Symbol | Name | Set |
---|---|---|

$\mathbb{N}$ | Natural Numbers | {1, 2, 3, ...} |

$\mathbb{Z}$ | Integers | {...,-3, -2, -1, 0, 1, 2, 3, ...} |

$\mathbb{Q}$ | Rational Numbers | $\{\frac{a}{b}| a,b \in \mathbb{Z}\}$. All fractions. |

$\mathbb{R} - \mathbb{Q}$ | Irrational Numbers | Numbers which cannot be expressed in the form of a fraction. |

$\mathbb{R}$ | Real Numbers | Satisfies the Real Number Axioms. All finite and infinite decimal numbers. |

$\mathbb{C}$ | Complex Numbers | $\{a+bi \ \big| \ a,b \in \mathbb{R} \text{ and } i = \sqrt{-1}\}$ |

An agreement has not been reached whether the natural numbers begin with 0 or 1. The symbol for the integers, $\mathbb{Z}$, comes from the German word, zahlen, meaning 'numbers.' $\sqrt{2}$ is example of an irrational number whose decimal representation does not terminate and can not be expressed as a fraction. The real numbers, $\mathbb{R}$, are the union of the irrational and rational numbers.
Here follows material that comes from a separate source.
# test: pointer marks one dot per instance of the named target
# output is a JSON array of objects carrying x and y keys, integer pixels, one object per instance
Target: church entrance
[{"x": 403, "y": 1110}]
Hence, $\sqrt{2}$ is a real number. The real numbers are a subset of the complex numbers, $\mathbb{C}$. Complex numbers have the imaginary root, $\sqrt{-1}$ which has many uses in electrical engineering. The relationship between the number systems can be expressed as follows: $\mathbb{N} \subset \mathbb{Z} \subset \mathbb{Q} \subset \mathbb{R} \subset \mathbb{C}$.